新しい巡回健診バスのプロジェクトに技師として参加しました。このプロジェクトはそれまでのアナログの機材からデジタルへ変えることを目的としたもので、バスの設計から始まり、機材の選定、デザインからバスの完成までにわたり、1~2年程の期間をかけて行いました。数か月に1度全員で定例会を開き、関係部署で話し合いをしたり、一方で放射線課だけで話をしたりしながら検討を進めました。議題は今後の需要についてが多かったですね。巡回健診の乳がん検診はどれくらい需要があるのか、バス自体必要かどうか。そしてコスト的な観点から、新しいバスの製作費とそれがペイできるのか、営業の渉外部門も絡んで話をしています。これらには診療管理部だけではなく、車両専門の巡回業務の方も協力しています。
また診療管理部としては、装置を技師として選定すること、新しいバスを診療管理部の観点で一からデザインすることの2点に特に力を入れました。巡回健診は件数が多く、1日の検査で100件以上撮影することもありますので、なるべく機材の点からも技師の負担が減るように検討しました。また装置の変更により受診者様の入れ替えの時間を短縮し、待ち時間を減らせるメリットもあります。
デザインに関しては、なるべく女性らしい形で、乳がん検診だとわかりやすくしようという思いがありました。バスの多くの箇所で花のデザイン案を使用し、全体に華やかなイメージを持たせています。受診者様の緊張をほぐすためにも、華やかなデザインの中で安心して健診を受けていただきたいと考えています。
完成してみて、以前より使いやすくなったとの技師の声もありますので、妥協なくプロジェクトに携わった甲斐がありましたね。

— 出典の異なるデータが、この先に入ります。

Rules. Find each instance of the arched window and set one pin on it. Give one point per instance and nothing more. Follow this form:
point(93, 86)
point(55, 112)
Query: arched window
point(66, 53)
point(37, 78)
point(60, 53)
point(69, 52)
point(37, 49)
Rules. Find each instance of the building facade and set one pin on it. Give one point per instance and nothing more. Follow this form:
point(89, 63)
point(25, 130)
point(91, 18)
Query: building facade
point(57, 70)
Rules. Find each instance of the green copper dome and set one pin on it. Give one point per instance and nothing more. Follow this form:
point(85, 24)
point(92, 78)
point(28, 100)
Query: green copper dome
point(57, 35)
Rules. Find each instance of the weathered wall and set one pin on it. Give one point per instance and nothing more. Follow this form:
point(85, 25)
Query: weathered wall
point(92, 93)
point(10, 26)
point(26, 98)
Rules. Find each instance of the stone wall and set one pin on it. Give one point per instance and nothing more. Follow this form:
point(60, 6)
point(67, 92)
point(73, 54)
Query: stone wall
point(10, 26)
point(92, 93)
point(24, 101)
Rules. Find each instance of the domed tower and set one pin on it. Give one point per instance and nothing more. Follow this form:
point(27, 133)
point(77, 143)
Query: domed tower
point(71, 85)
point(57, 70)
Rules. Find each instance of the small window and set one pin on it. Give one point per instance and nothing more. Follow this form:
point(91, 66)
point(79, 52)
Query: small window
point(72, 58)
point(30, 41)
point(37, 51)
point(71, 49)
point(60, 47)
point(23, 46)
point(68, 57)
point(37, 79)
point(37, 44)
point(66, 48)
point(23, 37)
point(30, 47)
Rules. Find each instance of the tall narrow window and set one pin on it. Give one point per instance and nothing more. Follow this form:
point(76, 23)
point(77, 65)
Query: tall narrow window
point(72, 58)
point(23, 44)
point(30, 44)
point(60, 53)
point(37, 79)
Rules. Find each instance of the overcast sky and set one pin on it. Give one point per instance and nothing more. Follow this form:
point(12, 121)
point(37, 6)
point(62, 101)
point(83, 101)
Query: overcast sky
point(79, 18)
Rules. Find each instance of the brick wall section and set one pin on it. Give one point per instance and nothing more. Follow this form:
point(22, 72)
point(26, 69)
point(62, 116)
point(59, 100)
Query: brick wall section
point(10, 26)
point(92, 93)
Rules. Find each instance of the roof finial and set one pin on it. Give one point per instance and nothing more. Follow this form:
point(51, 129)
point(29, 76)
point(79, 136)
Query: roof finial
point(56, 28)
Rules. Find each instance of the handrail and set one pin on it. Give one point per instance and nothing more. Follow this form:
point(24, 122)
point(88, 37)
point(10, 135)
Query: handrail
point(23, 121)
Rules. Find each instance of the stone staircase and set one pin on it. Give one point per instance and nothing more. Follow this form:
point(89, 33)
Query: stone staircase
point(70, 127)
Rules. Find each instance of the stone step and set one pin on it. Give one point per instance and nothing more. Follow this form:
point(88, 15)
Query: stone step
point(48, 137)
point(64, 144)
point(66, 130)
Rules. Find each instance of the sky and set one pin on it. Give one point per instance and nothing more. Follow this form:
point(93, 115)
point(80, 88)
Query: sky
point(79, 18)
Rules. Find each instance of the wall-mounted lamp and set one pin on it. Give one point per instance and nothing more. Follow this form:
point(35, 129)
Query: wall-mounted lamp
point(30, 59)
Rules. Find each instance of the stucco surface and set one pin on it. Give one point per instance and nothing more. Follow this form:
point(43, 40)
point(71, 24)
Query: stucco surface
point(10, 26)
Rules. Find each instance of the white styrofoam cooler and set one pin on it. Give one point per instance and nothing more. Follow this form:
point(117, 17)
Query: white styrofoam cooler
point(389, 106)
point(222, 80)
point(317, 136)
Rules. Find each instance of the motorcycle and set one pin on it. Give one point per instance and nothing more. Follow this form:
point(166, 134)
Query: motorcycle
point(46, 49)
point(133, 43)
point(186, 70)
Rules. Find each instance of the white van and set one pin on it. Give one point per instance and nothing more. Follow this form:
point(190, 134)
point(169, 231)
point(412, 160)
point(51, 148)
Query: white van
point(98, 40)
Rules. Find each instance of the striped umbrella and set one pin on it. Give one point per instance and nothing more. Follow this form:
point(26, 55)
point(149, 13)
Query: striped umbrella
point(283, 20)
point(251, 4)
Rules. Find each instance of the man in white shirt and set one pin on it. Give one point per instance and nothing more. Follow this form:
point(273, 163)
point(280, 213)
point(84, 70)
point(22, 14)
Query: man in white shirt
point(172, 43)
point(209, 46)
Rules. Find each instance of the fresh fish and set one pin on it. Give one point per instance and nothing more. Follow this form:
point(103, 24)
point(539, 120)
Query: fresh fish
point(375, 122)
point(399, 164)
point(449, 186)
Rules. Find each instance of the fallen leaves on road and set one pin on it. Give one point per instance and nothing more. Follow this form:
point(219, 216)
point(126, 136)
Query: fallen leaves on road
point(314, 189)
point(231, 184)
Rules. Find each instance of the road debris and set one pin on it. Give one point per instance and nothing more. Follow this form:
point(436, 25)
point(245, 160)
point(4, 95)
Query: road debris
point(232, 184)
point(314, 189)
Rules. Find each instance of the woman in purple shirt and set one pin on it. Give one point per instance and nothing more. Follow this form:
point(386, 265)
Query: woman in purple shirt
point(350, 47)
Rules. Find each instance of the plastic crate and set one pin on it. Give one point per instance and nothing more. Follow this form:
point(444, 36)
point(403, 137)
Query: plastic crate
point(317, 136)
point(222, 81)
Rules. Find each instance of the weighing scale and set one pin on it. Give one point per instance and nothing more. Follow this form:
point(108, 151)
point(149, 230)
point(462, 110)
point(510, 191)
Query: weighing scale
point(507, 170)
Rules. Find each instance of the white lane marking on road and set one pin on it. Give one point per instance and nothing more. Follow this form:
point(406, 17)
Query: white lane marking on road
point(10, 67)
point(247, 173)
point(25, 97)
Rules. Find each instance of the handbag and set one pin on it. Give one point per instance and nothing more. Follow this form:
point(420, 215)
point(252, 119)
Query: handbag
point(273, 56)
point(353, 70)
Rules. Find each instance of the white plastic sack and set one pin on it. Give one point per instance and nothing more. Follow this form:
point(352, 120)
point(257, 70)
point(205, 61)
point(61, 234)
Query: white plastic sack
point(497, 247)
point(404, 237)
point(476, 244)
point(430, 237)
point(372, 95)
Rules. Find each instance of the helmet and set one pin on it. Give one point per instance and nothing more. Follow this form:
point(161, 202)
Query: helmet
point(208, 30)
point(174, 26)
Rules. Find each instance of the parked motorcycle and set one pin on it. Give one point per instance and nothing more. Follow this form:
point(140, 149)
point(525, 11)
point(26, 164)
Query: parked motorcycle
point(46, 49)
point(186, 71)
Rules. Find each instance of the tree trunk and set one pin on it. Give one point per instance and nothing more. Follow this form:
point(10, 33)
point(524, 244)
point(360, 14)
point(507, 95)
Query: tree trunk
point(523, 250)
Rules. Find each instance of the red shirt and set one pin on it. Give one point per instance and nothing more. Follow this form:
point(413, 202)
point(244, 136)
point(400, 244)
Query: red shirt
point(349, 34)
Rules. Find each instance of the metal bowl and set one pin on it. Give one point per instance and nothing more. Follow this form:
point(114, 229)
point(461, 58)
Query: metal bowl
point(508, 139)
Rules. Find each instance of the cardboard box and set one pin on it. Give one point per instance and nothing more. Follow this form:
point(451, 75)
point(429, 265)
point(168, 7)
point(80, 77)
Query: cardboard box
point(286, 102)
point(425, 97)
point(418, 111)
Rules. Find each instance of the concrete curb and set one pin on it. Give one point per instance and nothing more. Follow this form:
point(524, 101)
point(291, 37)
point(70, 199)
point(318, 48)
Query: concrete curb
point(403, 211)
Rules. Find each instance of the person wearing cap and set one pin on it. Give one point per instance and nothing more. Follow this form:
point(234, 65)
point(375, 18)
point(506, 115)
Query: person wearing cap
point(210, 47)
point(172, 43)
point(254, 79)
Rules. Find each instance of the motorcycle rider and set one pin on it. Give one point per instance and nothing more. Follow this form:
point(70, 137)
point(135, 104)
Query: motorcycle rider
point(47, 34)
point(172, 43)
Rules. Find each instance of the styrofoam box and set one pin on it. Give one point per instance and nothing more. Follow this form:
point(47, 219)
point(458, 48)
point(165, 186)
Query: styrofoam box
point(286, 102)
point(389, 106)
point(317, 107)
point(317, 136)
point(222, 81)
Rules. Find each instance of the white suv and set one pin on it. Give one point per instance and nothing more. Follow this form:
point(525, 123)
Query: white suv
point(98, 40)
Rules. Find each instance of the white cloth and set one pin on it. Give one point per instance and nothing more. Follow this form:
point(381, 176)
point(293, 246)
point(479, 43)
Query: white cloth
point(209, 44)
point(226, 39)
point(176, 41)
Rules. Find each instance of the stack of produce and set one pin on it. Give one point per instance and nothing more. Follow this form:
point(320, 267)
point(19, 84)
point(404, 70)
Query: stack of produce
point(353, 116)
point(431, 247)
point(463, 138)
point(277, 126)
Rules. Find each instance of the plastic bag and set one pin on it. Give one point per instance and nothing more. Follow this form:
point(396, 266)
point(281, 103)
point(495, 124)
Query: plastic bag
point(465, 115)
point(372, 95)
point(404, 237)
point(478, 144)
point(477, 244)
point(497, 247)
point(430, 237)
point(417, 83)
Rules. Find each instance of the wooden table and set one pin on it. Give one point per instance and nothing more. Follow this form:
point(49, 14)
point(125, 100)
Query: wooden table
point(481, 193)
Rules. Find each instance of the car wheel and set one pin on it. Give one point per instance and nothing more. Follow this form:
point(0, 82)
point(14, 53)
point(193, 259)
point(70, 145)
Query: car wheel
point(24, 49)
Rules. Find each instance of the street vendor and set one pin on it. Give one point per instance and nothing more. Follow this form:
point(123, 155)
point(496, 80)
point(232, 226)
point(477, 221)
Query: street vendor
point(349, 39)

画像検査に関していえば、自分たちの撮った画像が、医師の診断や受診者様の今後の治療に関わり、今後の人生を左右するかもしれないということもあります。撮影技術の向上はもちろんのこと、画像を読む力については、医師と同様の診断ができるくらいのレベルまで高められるよう、自分を含めて新人まで技師の教育をしていきたいと考えています。
ここで言う画像を読む力とは、総合的な能力になりますが、1つは所見に対する知識があります。そこに対する知識がないことには撮影できません。また胃の検査は特に検査中に病気を発見することが重要ですので、検査中に見つけられる力を身に着けるということは重要ですね。例えばバリウムが流れている瞬間にしか捉えられない所見もあります。バリウムがうまく乗せられていませんと写真に写らない場合もありますので、そこは技術の差が大きく出ますね。角度によってバリウムの通るところも変わってきますし、病変が何かによってバリウムを溜めなければいけないのか、または弾くのかという判断も必要です。
また受診者様は逆立ちのような体勢にもなりますから、動いているだけで精一杯で、右なのか左なのか自分がどちらを向いているか分からなくなってしまうこともあり、同じように「右を向いてください」と伝えても、中にはすぐに右を向けない方も出てきます。そこで「こっちを向いてください」など受診者様をよく見て、相手が分かる言い回しに変えていきます。また聞き取れなかったりすると、それだけで動けなくなったりすることもありますから、聞き取りやすさにも注意を払う必要があります。
これは受診者様とのコミュニケーションに関わる問題でもあります。最初の説明は受診者様の持つ印象が決まるので重要ですが、それだけではありません。こちらの伝えたいことがうまく伝わらなかったりすると、撮りたい写真も撮れなくなります。
検査の知識・技術だけではなく、受診者様への接遇を含めて気をつけられることはたくさんあると思いますので、それらを含めて画像を読む力として全員でレベルを上げていければと考えています。